A Tennessee grandfather has threatened to file a lawsuit after the city reportedly prohibited him from reading his Bible on a public sidewalk without a permit.
On Wednesday, First Liberty and the Center for Religious Expression (CRE) sent a letter to the City of Sweetwater, Tennessee on behalf of Paul Johnson urging officials to stop using an old city ordinance that prohibits anyone from reading the Bible in public without the city's permission.
"I was shocked that a city had a law banning anyone from reading the Bible on a public sidewalk without the city's permission. All I want to do is tell people about the love of Jesus by reading my Bible, but I was worried I might be arrested if I tried," Johnson said in a statement.
Chelsey Youman, counsel for First Liberty, told CBN News that Johnson wanted to share the Gospel at a solar eclipse event in Sweetwater in August, but police told him that he is now allowed to express any of his views without a permit.
"So after that, he went to go get a permit from the city recorder's office, and they denied him. So essentially, the city of Sweetwater, Tennessee, bans all public expression on any of their public sidewalks, which is unconstitutional," Younan said.
Johnson, a bus driver, has been able to read the Bible out loud without incident at previous Tennessee events, including town festivals and University of Tennessee football games.
The letter noted that Johnson decided to apply for a permit to speak at another festival, but a city official said that he was not eligible to receive a permit.

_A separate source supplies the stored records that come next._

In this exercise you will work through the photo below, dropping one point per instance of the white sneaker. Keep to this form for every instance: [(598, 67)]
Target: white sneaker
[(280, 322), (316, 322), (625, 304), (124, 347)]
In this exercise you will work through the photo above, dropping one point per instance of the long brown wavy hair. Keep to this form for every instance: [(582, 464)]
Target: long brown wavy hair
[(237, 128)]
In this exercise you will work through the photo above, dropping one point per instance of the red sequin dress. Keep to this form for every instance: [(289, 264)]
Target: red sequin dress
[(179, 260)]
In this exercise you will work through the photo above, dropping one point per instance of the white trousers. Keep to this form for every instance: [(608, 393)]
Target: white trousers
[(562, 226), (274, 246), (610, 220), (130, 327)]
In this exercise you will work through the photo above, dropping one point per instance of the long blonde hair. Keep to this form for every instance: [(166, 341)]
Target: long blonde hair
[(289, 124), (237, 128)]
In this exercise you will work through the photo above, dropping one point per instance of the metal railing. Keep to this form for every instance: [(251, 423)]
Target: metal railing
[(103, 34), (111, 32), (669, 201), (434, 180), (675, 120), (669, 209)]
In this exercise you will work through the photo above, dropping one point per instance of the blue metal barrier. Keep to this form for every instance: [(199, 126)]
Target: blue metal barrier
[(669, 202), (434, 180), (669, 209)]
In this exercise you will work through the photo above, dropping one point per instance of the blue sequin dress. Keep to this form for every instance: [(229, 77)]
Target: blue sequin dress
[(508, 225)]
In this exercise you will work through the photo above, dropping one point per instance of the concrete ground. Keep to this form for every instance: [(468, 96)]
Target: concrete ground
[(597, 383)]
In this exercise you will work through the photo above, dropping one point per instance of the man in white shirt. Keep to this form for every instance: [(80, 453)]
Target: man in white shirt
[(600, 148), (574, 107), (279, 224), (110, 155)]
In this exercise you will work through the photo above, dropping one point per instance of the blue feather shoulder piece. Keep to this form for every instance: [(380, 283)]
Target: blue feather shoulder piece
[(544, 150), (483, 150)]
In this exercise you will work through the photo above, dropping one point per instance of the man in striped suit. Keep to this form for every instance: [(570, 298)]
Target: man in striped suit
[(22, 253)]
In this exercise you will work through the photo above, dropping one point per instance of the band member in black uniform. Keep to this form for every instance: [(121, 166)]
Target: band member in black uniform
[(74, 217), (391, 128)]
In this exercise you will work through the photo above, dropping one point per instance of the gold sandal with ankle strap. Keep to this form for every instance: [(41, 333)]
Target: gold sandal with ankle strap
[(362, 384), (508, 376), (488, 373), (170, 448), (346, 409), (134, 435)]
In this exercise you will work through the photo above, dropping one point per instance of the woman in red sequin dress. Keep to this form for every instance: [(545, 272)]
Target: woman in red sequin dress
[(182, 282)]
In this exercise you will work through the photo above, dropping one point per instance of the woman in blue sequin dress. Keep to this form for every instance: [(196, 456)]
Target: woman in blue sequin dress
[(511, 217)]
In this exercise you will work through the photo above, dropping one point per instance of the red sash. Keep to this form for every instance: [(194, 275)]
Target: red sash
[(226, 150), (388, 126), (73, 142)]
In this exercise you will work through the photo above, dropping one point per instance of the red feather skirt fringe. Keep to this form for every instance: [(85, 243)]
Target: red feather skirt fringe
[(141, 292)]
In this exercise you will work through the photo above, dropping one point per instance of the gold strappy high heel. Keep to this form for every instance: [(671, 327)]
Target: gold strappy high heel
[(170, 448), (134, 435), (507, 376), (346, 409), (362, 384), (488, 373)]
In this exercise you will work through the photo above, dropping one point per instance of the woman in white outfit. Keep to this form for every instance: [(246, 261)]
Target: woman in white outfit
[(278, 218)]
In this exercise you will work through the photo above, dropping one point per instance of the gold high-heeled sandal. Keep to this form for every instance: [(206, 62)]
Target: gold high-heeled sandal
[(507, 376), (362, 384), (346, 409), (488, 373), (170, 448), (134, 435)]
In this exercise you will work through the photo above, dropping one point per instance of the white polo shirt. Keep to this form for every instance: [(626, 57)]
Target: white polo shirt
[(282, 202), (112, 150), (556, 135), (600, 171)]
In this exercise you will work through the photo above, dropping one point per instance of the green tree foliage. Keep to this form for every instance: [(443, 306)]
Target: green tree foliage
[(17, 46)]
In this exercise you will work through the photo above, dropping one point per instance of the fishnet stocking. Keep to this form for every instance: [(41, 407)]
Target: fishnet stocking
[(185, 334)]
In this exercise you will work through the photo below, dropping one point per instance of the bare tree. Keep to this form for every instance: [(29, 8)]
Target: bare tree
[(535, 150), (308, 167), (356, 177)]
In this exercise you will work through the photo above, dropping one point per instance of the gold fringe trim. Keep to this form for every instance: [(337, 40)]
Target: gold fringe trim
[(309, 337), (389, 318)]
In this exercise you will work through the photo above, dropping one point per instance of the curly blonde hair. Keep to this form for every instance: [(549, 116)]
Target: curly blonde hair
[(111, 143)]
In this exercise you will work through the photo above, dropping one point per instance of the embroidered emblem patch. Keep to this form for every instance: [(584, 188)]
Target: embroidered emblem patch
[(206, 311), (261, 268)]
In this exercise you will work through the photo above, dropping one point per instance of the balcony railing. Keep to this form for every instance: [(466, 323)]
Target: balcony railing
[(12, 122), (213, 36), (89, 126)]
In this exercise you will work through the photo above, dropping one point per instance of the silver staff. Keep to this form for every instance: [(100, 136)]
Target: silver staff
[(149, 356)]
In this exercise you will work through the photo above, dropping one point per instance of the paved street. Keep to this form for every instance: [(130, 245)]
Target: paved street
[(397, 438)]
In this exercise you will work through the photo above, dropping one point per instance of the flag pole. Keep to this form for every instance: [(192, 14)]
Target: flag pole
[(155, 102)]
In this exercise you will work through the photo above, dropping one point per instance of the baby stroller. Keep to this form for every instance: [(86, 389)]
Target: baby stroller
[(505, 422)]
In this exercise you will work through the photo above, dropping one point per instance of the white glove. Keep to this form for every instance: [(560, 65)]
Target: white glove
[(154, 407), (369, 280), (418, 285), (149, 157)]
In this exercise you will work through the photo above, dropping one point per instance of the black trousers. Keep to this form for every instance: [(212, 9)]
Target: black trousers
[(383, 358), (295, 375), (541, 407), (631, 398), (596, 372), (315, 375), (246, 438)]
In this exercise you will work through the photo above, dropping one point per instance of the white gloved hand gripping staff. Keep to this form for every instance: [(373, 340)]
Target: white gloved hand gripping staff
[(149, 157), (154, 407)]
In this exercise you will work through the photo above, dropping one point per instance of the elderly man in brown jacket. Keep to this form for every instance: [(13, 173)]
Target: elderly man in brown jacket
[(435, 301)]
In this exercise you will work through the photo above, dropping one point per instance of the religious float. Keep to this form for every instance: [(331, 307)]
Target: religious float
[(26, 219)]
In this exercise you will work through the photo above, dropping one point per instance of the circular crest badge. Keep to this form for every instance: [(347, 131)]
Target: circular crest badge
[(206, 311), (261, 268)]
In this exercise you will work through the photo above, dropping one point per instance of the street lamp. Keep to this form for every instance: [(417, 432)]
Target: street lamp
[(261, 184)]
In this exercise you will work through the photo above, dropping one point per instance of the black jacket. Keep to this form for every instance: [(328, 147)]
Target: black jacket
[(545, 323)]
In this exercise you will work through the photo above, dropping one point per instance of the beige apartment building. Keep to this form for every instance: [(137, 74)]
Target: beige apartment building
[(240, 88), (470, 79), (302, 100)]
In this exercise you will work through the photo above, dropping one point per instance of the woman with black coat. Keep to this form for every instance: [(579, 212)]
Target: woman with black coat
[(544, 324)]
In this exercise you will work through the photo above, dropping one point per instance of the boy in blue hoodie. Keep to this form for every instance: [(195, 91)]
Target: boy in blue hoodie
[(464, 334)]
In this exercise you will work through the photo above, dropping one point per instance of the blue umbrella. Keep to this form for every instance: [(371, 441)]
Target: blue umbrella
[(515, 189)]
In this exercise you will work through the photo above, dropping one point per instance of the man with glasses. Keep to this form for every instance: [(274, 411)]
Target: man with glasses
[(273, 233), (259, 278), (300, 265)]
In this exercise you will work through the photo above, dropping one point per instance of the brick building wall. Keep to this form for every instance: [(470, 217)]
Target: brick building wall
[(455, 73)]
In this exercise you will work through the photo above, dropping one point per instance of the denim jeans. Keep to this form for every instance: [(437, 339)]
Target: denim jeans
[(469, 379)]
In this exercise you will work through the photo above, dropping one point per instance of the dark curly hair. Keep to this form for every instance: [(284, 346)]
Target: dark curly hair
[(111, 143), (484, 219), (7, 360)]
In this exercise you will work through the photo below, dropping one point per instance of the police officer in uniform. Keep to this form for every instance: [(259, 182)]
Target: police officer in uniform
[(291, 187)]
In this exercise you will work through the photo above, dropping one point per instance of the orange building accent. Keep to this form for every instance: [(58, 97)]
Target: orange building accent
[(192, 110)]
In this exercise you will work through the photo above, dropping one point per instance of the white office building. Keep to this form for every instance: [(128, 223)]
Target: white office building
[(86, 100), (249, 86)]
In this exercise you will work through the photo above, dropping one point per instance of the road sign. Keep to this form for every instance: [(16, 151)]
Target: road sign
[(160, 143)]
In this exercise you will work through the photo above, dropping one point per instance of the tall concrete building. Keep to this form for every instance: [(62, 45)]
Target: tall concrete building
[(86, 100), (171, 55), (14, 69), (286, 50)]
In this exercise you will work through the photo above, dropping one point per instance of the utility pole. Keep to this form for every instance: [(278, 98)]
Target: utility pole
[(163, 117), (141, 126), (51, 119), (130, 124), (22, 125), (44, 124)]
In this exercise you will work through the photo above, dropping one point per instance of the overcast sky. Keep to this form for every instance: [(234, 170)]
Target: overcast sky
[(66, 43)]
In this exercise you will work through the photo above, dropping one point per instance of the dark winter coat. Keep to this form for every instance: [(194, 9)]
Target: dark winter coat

Johnson's lawyers have demanded that Sweetwater provide "written assurance" that Johnson will be allowed to express his religious beliefs at future events without requiring him to obtain an "unconstitutional permit." They have threatened to pursue legal action if the city does not respond within three weeks.
Younan contended that Johnson does not need permission from the government to share his faith in public, adding that the "First Amendment is permission enough" for anyone in the U.S. to peacefully read the Bible out loud in a public sidewalk.
In a voice mail to CBN News, Recorder Jessica Morgan claimed that Johnson was asked to leave the area because he was using a voice amplifier during an event that was already scheduled and that several witnesses have complained that the bus driver had used derogatory names to refer to young women and girls.
She went on to say that "Sweetwater is not anti-religious" and "would never be against anyone reading the Bible publicly."